Et il répéta son geste, comme pour dire qu’il était trop tard.

Le bruit du canon emportait ses paroles, mais le sens en était arrivé très net aux oreilles de Maurice, qui en restait effaré. Eh quoi ! le maréchal de Mac-Mahon blessé, le général Ducrot commandant à sa place, toute l’armée en retraite au nord de Sedan ! et ces faits si graves, ignorés des pauvres diables de soldats en train de se faire tuer ! et cette partie effroyable, livrée ainsi au hasard d’un accident, au caprice d’une direction nouvelle ! Il sentit la confusion, le désarroi final où tombait l’armée, sans chef, sans plan, tiraillée en tous sens ; pendant que les Allemands allaient droit à leur but, avec leur rectitude, d’une précision de machine.

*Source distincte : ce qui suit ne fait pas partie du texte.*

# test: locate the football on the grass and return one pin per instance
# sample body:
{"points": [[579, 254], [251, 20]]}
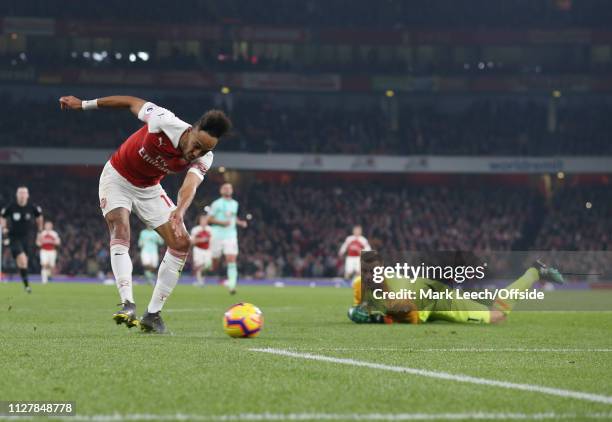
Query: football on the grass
{"points": [[243, 320]]}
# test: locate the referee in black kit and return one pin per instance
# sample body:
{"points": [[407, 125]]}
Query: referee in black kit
{"points": [[16, 220]]}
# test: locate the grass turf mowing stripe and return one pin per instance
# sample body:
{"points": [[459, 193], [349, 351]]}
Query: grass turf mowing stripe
{"points": [[249, 417], [597, 398]]}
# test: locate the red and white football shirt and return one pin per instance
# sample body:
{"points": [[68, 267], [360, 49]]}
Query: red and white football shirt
{"points": [[353, 245], [49, 239], [152, 152]]}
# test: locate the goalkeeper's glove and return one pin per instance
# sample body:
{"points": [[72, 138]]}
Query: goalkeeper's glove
{"points": [[361, 315], [358, 314]]}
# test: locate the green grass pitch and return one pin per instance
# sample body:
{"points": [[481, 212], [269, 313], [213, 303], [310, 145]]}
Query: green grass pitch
{"points": [[60, 344]]}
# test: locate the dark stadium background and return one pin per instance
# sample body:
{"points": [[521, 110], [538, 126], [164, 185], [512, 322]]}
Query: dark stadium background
{"points": [[500, 112]]}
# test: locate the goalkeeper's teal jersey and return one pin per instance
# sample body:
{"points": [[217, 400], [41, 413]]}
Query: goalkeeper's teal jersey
{"points": [[224, 209], [149, 240]]}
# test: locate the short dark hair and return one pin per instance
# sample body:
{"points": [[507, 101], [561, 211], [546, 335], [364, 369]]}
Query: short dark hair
{"points": [[215, 123]]}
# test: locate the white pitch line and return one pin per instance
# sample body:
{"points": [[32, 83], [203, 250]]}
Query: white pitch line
{"points": [[597, 398], [467, 349], [251, 417]]}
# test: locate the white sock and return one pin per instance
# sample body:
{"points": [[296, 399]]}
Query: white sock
{"points": [[122, 268], [167, 277], [200, 276]]}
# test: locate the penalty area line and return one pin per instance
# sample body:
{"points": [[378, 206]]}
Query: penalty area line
{"points": [[597, 398], [452, 350]]}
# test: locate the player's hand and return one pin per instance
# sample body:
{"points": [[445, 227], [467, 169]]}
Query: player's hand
{"points": [[176, 222], [70, 103]]}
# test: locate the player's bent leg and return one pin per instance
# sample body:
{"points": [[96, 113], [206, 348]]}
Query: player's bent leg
{"points": [[119, 228], [232, 273], [169, 272]]}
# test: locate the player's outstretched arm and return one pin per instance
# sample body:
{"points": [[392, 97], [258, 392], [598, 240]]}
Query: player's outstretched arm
{"points": [[185, 198], [114, 101]]}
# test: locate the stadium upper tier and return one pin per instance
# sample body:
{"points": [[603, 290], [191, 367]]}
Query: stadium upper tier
{"points": [[502, 126], [387, 13]]}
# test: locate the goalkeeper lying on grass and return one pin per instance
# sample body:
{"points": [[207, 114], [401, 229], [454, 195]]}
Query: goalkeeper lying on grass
{"points": [[367, 309]]}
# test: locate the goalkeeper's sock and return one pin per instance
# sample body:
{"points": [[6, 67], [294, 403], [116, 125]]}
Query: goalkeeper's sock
{"points": [[24, 276], [122, 268], [232, 275], [167, 277], [526, 281]]}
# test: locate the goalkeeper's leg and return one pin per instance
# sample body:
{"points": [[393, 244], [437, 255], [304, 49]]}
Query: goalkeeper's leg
{"points": [[525, 282]]}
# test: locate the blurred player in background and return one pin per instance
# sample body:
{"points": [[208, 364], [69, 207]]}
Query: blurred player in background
{"points": [[352, 247], [16, 219], [202, 257], [149, 242], [131, 181], [223, 217], [48, 240]]}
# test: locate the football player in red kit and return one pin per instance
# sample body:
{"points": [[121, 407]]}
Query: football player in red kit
{"points": [[130, 181]]}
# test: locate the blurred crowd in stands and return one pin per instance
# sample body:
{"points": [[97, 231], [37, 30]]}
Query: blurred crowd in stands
{"points": [[214, 58], [262, 124], [297, 227], [384, 13]]}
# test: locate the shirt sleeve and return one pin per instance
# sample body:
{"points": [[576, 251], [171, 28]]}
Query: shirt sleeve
{"points": [[159, 119], [200, 166]]}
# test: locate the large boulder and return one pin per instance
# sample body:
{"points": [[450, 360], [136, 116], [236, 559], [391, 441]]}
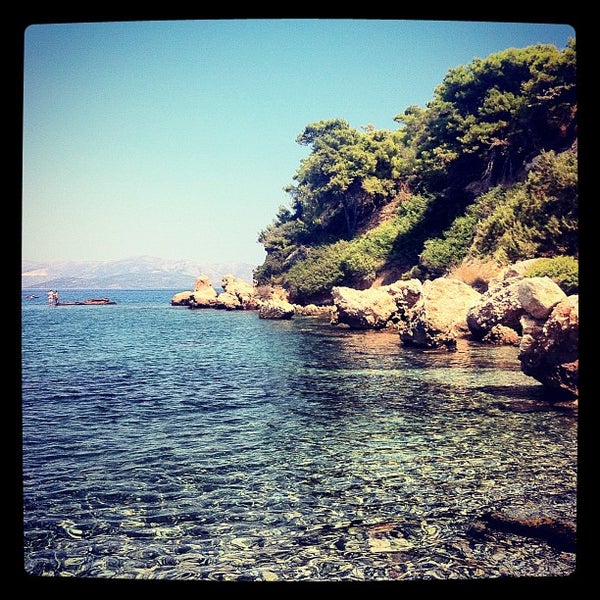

Déjà, le général Bourgain-Desfeuilles s’éloignait, lorsque le général Douay, qui venait de recevoir un nouveau message, apporté par un hussard couvert de poussière, le rappela violemment.

— Général ! général !

Sa voix était si haute, si tonnante de surprise et d’émotion, qu’elle dominait le bruit de l’artillerie.

— Général ! ce n’est plus Ducrot qui commande, c’est Wimpffen !… Oui, il est arrivé hier, en plein dans la déroute de Beaumont, pour remplacer de Failly à la tête du 5e corps… Et il m’écrit qu’il avait une lettre de service du ministre de la guerre, le mettant à la tête de l’armée, dans le cas où le commandement viendrait à être libre… Et l’on ne se replie plus, les ordres sont de regagner et de défendre nos positions premières.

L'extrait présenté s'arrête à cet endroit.